Troisième grand moyen pour grandir dans la foi c’est évidemment la formation doctrinale que nous devons toujours approfondir en ce qui concerne les vérités de notre foi. Notre religion ne se limite pas seulement aux actes de dévotion (qui sont très bon) ou à la messe du dimanche ; nous avons la grande responsabilité d’enrichir notre foi dans ses vérités, de connaître un peu plus de la vie de l’Eglise, de la vie des saints qui ont vécu l’amitié de Dieu, de l’histoire de notre Eglise et de la culture religieuse (tout ce que les hommes ont fait au long de l’histoire pour Dieu et pour Jésus-Christ), comment la foi chrétienne a été l’origine du développement des nations, etc.

Un autre moyen spirituel est de nous habituer à faire des actes de foi dans notre vie quotidienne, comme nous le faisons chaque dimanche dans le credo, nous devons répéter souvent dans notre cœur les grandes vérités : « je crois en Dieu, créateur », « je crois en Jésus-Christ Fils de Dieu », je crois en l’Eglise » ; ou faire nôtre la prière des apôtres (Lc. 17,5) : « Augmente en nous la foi ! ».

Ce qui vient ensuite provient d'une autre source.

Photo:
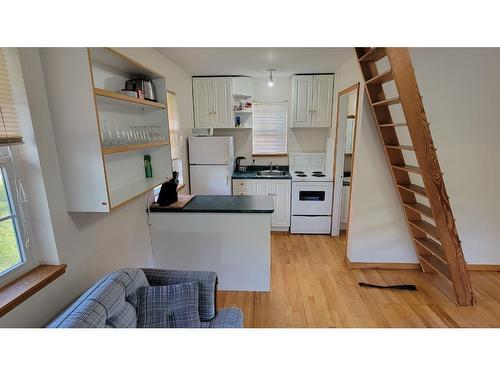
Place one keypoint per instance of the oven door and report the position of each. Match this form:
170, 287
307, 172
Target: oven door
312, 198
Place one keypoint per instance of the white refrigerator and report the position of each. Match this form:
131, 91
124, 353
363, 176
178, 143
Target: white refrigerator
211, 165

Nous savons que le juste, le saint vit de la foi (Rom. 1,17) et cela touche à des âmes qui avancent dans la vie de grâce, ces âmes plus avancées que Dieu invite à Le voir et Le découvrir .Présent à chaque instant de leur vie, dans les bons moments et aussi les difficiles, savoir découvrir Sa Présence est un acte de foi, comme aussi de voir tous les évènement et toutes les situations de la vie avec les yeux de Dieu, cela signifie avoir un regard de foi en tout et partout, voir tout en relation à la vie éternelle, en rapport à l’éternité.

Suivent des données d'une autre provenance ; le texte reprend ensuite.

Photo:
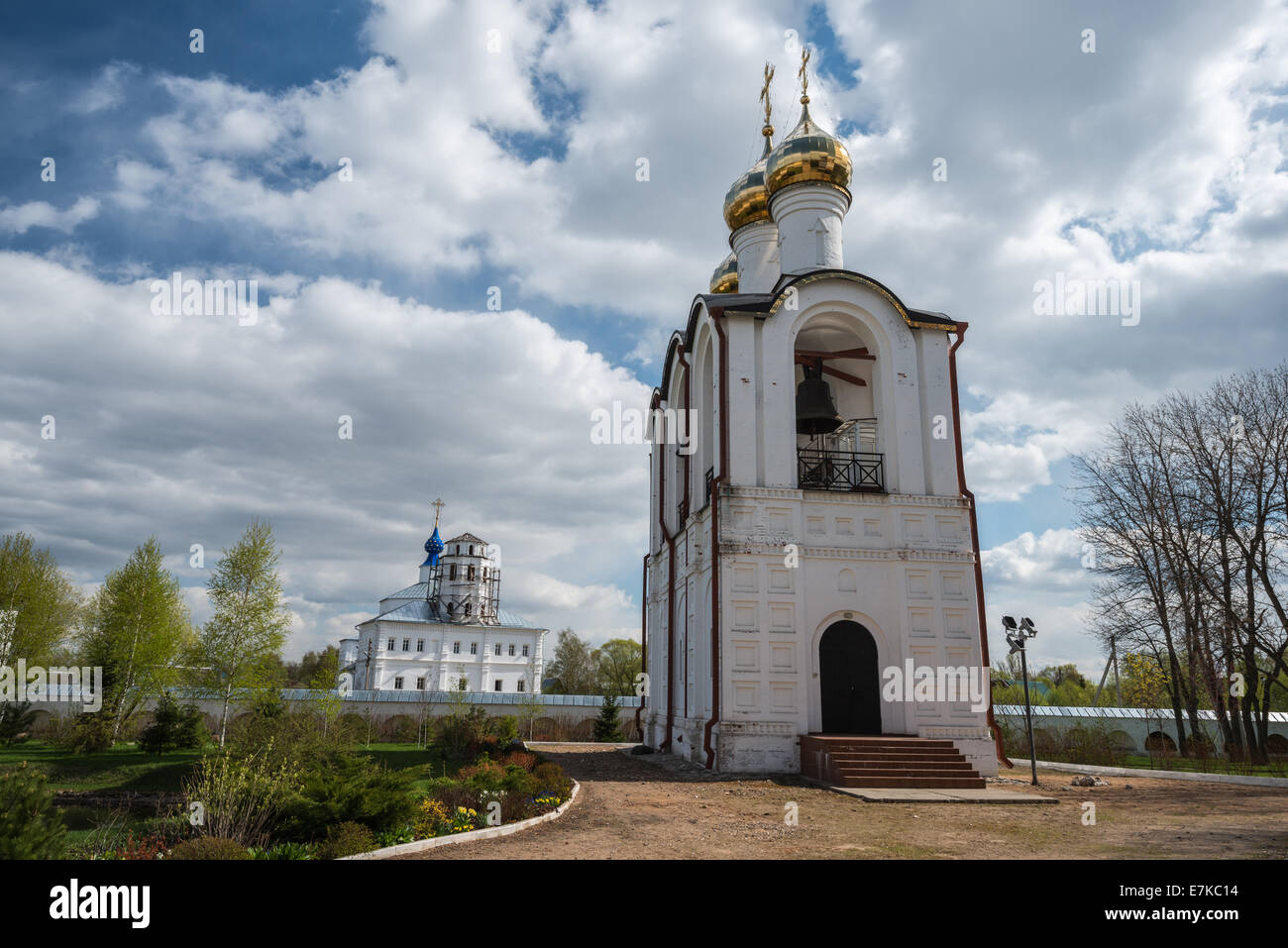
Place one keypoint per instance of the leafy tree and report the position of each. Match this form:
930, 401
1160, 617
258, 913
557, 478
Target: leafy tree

Et par rapport aux doutes de la foi ? Comment savoir les distinguer ? Comment les combattre ?

Nous en avons déjà parlé, mais rappelons ce que nous apprend le Catéchisme de l’Eglise Catholique, il évoque sur ce sujet le commentaire du premier commandement : Notre devoir à l’égard de Dieu est de croire en Lui et de Lui rendre témoignage. Le premier commandement nous demande de nourrir et de garder avec prudence et vigilance notre foi et de rejeter tout ce qui s’oppose à elle. Il y a diverses manières de pécher contre la foi (parmi elles nous avons) :

Le doute volontaire portant sur la foi néglige ou refuse de tenir pour vrai ce que Dieu a révélé et ce que l’Église propose de croire. Mais il existe aussi le doute involontaire qui désigne l’hésitation à croire, la difficulté de surmonter les objections liées à la foi ou encore l’anxiété suscitée par l’obscurité de celle-ci. S’il est délibérément cultivé, le doute peut conduire à l’aveuglement de l’esprit.

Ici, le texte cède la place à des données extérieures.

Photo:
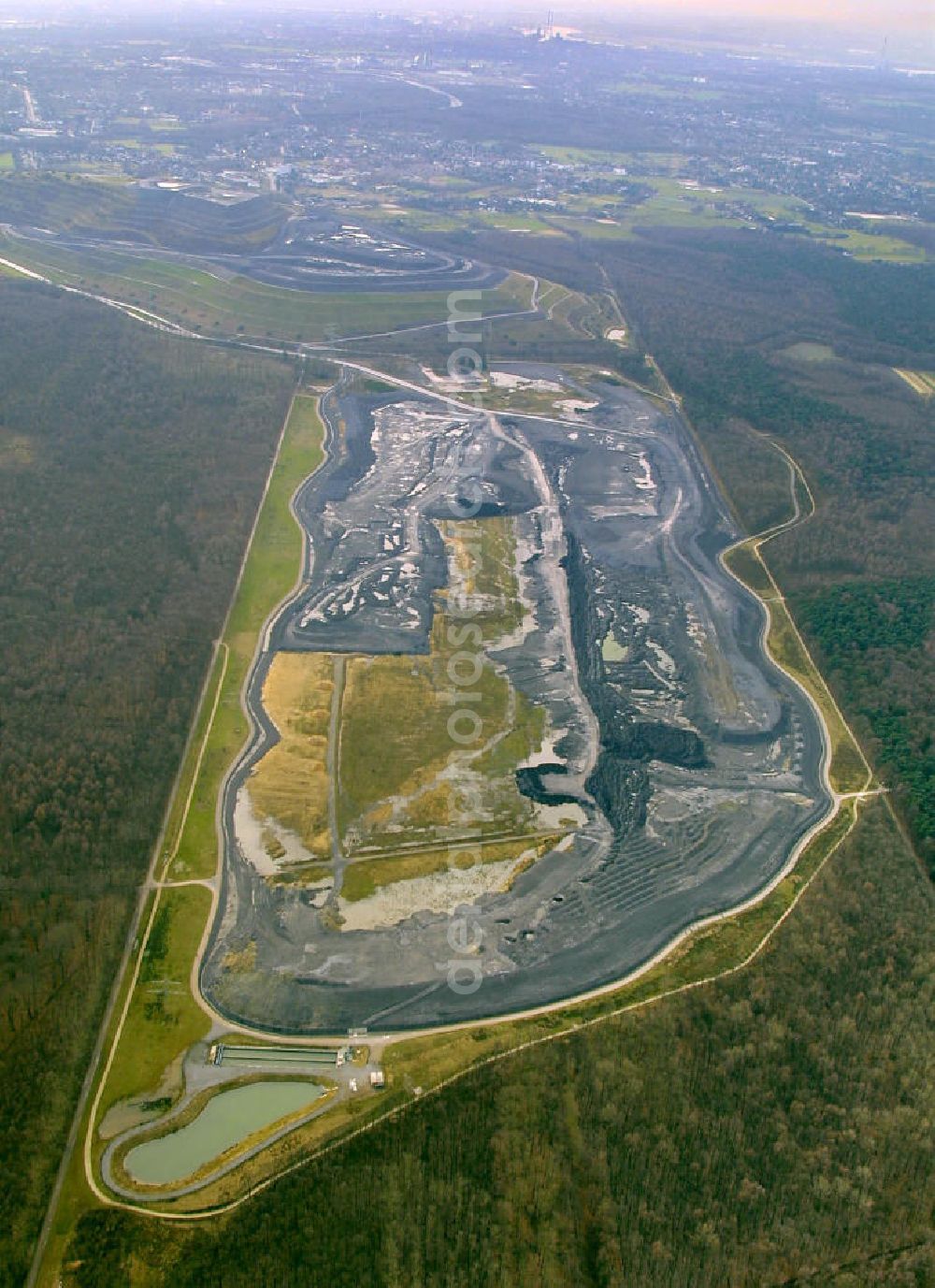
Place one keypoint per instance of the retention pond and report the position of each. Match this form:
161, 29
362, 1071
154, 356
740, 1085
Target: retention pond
225, 1120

Un prêtre expliquait un peu comment se conduire envers le doute : si il a son origine dans l’ignorance, il est obligatoire pour nous de nous former, d’approfondir. Lorsqu’il s’agit de ces doutes qui apparaissent comme claires tentations du diable, le plus recommandé est  de plus nous appliquer à la prière, de faire pénitence et de demander avec insistance la protection de Dieu et de mener une vie conforme à la foi catholique.

Il faut savoir distinguer ces gens qui parfois utilisent les doutes pour justifier leur conduite devant Dieu, ce sont des gens qui vivent loin de ce que Dieu demande, et comme un moyen de faire taire la conscience, ils passent le temps à reprocher et  à créer des objections contre la foi chrétienne, c’est une fausse défense de leur mauvaise conduite, dont l’unique remède est de se convertir, d’abandonner le péché et de marcher par le droit chemin de Dieu.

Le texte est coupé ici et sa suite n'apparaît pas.